Archive for May, 2008
Beauty as gendered
Gender is textually exhausted. Any attempt to define its characteristics are old and boring, a sign of backwardness. The excess of gender bending texts, texts designed to disrupt any sense of gender roles as a natural state, reveal that gender is merely a conditioning, an artifice.
To try and characterize a sex smacks of conservatism, the hope to preserve a past when roles where assumed to be stagnant.
To define a gender evokes a stereotype, not a person. It evokes the archetype. A list of characteristics: nuturing, tender, sensuous, etc.
Gender archetypes, like all archetypes, describe a platonic mirror world, a fiction available to describe both males and females. Gendered characteristics have always described both/neither of the person world (which is full of individuals).
As we construct a notion of gender, or a notion of non-differentiated gender, the new ideal, we use the characteristics of a historically predetermined gender to write this new one, to make ourselves.

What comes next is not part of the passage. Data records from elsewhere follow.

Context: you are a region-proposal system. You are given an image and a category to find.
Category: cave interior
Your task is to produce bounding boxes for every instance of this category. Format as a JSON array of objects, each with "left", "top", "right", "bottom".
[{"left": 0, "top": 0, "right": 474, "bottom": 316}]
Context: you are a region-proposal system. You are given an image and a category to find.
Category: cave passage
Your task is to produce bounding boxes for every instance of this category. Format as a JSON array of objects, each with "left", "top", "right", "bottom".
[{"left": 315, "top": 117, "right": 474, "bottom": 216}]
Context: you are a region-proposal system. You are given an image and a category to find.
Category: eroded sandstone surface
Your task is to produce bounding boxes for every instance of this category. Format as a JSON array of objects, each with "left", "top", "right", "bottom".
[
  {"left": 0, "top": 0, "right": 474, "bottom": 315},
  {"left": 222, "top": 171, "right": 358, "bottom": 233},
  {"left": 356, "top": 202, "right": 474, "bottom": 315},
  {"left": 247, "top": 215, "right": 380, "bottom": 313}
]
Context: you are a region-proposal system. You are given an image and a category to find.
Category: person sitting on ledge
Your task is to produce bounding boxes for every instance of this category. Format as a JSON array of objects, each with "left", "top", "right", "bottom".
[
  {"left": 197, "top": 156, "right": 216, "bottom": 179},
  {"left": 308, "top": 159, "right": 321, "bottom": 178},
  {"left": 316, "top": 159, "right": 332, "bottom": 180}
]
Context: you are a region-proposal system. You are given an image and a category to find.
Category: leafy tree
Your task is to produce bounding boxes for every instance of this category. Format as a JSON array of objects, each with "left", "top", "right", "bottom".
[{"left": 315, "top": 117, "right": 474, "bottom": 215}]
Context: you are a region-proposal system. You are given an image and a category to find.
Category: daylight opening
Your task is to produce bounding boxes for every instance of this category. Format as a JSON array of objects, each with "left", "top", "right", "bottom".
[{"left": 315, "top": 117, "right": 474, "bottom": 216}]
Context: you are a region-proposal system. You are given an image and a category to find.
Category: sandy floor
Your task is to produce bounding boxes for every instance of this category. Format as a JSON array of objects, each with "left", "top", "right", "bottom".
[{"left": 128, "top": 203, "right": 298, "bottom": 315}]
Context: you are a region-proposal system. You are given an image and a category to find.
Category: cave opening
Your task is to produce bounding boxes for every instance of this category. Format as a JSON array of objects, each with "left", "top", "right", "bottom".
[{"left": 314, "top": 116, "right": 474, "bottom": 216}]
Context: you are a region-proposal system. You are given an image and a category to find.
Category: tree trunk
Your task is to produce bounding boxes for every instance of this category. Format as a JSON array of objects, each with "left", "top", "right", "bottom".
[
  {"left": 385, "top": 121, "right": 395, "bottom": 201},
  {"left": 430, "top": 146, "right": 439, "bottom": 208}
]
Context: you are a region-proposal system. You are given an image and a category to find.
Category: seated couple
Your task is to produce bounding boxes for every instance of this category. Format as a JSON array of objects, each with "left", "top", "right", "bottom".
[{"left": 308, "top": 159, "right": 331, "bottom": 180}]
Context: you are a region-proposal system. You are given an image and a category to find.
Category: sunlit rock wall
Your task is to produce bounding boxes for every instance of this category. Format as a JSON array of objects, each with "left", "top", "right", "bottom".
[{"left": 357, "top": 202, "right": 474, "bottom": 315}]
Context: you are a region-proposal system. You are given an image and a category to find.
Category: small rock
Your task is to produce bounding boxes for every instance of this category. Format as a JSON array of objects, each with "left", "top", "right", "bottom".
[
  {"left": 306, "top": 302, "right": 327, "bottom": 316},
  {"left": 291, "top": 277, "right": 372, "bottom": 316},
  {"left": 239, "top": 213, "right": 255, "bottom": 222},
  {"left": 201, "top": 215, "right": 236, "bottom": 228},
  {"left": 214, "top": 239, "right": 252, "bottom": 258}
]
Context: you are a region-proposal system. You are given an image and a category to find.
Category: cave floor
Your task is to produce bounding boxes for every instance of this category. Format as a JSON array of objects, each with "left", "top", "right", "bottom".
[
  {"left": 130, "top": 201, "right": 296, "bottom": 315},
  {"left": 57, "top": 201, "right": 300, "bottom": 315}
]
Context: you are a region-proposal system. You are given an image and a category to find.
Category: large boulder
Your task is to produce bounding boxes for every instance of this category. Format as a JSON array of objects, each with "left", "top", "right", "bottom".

We make gender out of the historically available fragments.
When we deal with historical conditions that created gender we understand they never described anyone only culture with its aesthetic of control, usually masculine control.
The construction of the feminine explains the male’s self construction. Where the feminine was imposed, the masculine conceived.
Beauty was femaled and othered.
Beauty defined as decadence/ pleasure /decay, is no ideal against the central value of efficiency. Modernity, at least the branch of modernity with a strict sense of logic and rationality, reduces, seeks essence.
Beauty is propositional. Has no essence. Refuses definition. Offers pleasure without shame. Celebrates.
The feminine contains a slew of metaphors we can use as a frame of reference. The feminine is a convenient repository of meanings, but the gender of the maker does not matter. Because the feminine was defined by and against the masculine, it becomes a useful tool in defining the masculine metaphors that perpetuate violence. It also becomes the masculine metaphor’s alternative. However, we’re no longer talking about people but about gendered texts.